With ever-growing interests in products and services of artificial intelligence (AI), Chinese young people are increasingly using this emerging technology to improve the quality of life, productivity and entertainment experience.
In Shanghai, an "AI canteen" is bustling with diners at meal time, while its kitchen has no cook. Its intelligent cooking system and robotic arms do the work of frying, baking, steaming, or boiling raw ingredients delivered from a central kitchen according to customers' orders. Robotic arms then pack the dishes and adjust the temperature for dine-in or takeaway.
With over 1,000 dishes of Chinese cuisines available, the "robot chefs" occupy smaller space and have unified operating standards, greatly helping the canteen reduce cost and increase service efficiency. The stable food taste and relatively low prices have made the restaurant popular among nearby residents and office workers.
"We have added a 'brain' [to the canteen], which plays the function of big data computation. For example, we can analyze the dining orders given by diners from a block in this canteen and accurately calculate what the elderly people or white-collar workers in this block prefer, like how much oil, salt and sugar are used in cooking," said Kong Zhai, vice president of an e-commerce company in Shanghai.
Young people are also keen on using AI to improve their work efficiency. Since she started using AI two or three years ago, Du Ying as a programmer has been as if her "fast forward button" were pressed at. Now she can generate 3D digital people in tens of seconds, finish PPT in one minute, and make a static website in five minutes. She also uses AI to write basic code, make work plans and itineraries, and practices oral English with AI.

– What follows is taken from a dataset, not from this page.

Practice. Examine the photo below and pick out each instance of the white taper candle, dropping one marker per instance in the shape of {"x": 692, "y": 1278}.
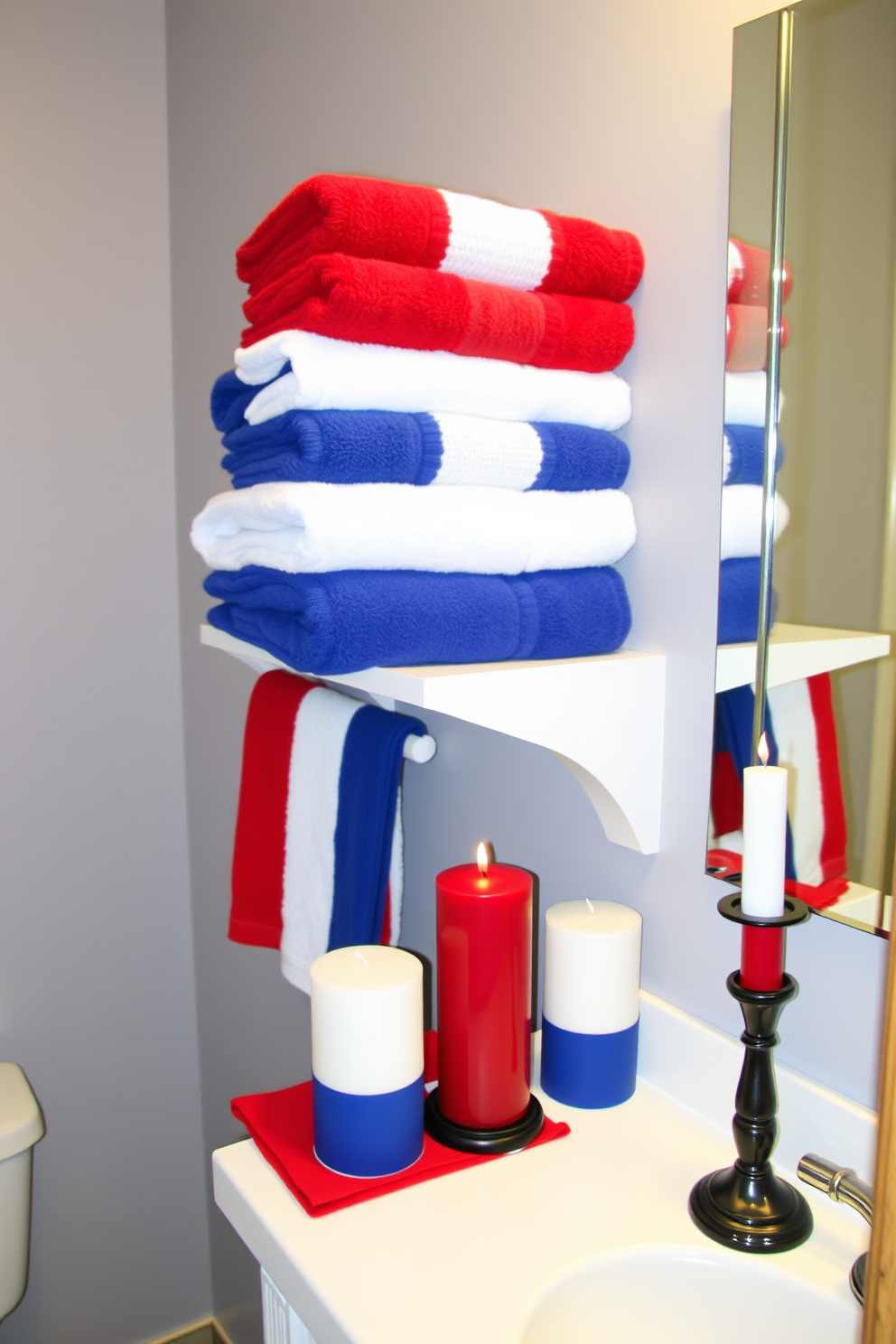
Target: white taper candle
{"x": 764, "y": 826}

"AI can turn texts into graphs in just 30 seconds. Let me show you and demonstrate. Once I type the text directly into it, magically, different kinds of charts will quickly come out in 30 seconds. It may take me several hours to draw just one of these diagrams, which may not be as good as the one generated by AI," Du said.
Data from Chinese e-commerce platform Tmall show that the main force of smart AI consumption is people aged 25 to 40. In the past few years, AI has been changing Chinese people's life at home. The size of China's smart furniture market has maintained double-digit growth for five consecutive years, and is expected to exceed 830 billion yuan, or 113.3 billion U.S. dollars, in 2025.
"It [AI] will continue to expand domestic demand and stimulate new areas of consumption growth, so as to drive overall consumption upgrades. It will foster a new mode of digital economic development that is powered by AI applications in different scenarios, and promote the coordinated development of digital industries and the digital transformation of traditional industries, creating more job opportunities and greater value," said Wang Luyao, associate professor at the School of Economics and Management of the Communication University of China.